Die Forschenden entdeckten, dass das Computermodell die Ziele schneller erreichte, wenn Gewöhnung und Vergleich in die Simulation einbezogen wurden. Das deutete darauf hin, dass diese emotionalen Reaktionen auch eine Rolle für die menschliche Lernfähigkeit spielen. Die Simulation zeigte auch weniger glückliche Gefühle, wenn es mehr Auswahlmöglichkeiten bei den erreichbaren Zielen gab, als wenn es nur wenige Möglichkeiten gab.

Unwiderstehliches Verlangen

Verhaltensforscher sind oft überrascht von den scheinbar widersprüchlichen Sehnsüchten von Menschen. Viele haben einen unwiderstehlichen Drang nach bestimmten Dingen, auch wenn sie wissen, dass dem nachzugeben nicht zum gewünschten Ergebnis führt.
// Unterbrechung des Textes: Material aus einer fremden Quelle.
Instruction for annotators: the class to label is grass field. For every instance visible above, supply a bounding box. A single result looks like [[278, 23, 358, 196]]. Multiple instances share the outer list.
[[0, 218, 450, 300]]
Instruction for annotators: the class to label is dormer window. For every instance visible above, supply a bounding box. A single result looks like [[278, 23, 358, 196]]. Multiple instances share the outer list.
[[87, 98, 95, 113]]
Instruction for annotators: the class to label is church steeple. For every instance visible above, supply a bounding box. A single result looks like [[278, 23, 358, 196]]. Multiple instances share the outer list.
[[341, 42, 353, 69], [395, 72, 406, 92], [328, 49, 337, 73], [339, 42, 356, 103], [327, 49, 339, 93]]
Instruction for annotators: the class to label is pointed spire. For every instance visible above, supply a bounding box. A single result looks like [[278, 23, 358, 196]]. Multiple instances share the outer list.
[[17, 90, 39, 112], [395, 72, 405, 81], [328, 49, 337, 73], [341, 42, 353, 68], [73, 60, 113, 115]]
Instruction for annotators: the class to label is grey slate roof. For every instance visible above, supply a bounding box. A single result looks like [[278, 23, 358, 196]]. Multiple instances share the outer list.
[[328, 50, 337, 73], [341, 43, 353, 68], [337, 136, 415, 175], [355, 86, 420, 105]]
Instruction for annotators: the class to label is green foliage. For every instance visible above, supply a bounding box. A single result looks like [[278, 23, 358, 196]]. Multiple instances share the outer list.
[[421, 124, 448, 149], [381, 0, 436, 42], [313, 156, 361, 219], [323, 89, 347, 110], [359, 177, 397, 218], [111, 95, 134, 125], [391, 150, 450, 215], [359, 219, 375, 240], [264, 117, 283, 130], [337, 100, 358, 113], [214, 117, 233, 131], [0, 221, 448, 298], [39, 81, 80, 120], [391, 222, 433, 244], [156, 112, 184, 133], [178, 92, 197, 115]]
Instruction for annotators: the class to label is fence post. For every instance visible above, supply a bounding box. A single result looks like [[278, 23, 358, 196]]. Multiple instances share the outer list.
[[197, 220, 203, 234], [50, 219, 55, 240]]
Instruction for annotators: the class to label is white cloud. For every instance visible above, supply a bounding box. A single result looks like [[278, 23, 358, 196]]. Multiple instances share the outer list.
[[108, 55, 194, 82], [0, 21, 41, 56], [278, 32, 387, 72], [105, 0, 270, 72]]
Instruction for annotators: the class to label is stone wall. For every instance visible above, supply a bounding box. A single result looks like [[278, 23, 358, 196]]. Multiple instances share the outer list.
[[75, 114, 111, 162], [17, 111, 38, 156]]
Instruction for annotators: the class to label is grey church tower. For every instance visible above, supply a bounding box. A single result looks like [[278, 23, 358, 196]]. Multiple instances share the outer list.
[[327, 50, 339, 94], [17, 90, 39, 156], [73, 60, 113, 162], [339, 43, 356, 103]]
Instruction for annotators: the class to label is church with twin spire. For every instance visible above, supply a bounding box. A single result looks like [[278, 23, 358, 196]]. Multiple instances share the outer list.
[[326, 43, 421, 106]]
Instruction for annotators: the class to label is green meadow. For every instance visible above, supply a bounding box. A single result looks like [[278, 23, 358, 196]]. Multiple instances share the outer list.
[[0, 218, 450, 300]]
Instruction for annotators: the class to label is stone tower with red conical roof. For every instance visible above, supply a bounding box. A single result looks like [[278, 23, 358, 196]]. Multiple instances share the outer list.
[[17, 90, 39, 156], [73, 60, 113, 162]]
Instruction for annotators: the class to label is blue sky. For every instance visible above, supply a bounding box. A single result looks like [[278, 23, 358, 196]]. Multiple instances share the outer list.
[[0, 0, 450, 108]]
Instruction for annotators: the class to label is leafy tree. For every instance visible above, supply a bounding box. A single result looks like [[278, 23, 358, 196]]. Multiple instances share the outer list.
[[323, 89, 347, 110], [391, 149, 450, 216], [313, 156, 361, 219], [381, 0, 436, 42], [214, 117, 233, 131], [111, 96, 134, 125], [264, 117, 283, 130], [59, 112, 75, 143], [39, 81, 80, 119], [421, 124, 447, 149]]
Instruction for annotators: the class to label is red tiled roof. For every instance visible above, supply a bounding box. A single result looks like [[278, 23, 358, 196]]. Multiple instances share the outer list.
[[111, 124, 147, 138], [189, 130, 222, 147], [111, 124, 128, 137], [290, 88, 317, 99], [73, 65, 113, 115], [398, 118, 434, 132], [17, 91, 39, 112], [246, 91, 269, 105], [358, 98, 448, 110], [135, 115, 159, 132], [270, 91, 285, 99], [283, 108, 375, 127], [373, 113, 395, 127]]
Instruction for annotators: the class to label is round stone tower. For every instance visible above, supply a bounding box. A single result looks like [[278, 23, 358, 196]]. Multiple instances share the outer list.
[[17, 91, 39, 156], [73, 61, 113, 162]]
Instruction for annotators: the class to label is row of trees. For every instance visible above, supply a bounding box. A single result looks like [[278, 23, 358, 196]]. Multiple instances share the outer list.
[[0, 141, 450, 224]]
Viele wollen zum Beispiel immer mehr Geld, weil sie die Idee haben, dass das ihr Leben vereinfacht und sie sich dadurch glücklicher fühlen. Zahlreiche Studien haben jedoch gezeigt, dass mehr Geld die Menschen nur selten tatsächlich glücklicher macht, es sei denn, sie sind wirklich arm. Schließlich braucht man ausreichend finanzielle Mittel, um eine Reihe von Grundbedürfnissen zu befriedigen, und Geldsorgen belasten das Glücklichsein. Die Forschenden kommen nun zu dem Schluss, dass der Grund, warum Menschen immer noch diesem Teufelskreis des Immer-mehr-Wollens zum Opfer fallen, darin liegt, dass sie letztendlich dadurch schneller lernen.

Lieber Zeit statt Geld

Es ist eigentlich wie bei anderen menschlichen Trieben am besten, dem Verlangen nicht nachzugeben. Sie haben persönlich wenig davon, schneller zu lernen, also gibt es keinen Grund, immer mehr von irgendetwas zu wollen. Behalten Sie im Hinterkopf, dass Sie ein größeres Auto, ein gut gefülltes Bankkonto oder ein noch luxuriöserer Urlaub nicht glücklicher macht. Was sehr wohl glücklicher macht, ist mehr Zeit mit Familie und Freunden zu verbringen.

Was macht nach Ansicht der Wissenschaft glücklich?

Laut einer seit 80 Jahren laufenden Harvard-Studie ist nur eine Sache wirklich wichtig für das persönliche Glück: gute Beziehungen. Menschen, die enge Beziehungen zu ihrem Partner, ihren Freunden und ihrer Familie haben, sind glücklicher. Das hat mehr Gewicht als Geld oder Karriere. Die Glücksforschung zeigt häufig, dass Erfahrungen und Erlebnisse wie Urlaub oder Familienbesuche Menschen glücklicher macht als materielle Dinge wie eine neue Küche oder ein großes Auto. Auch Zeit ist ein wichtiger Glücksfaktor: Die meisten möchten lieber mehr freie Zeit haben und weniger arbeiten.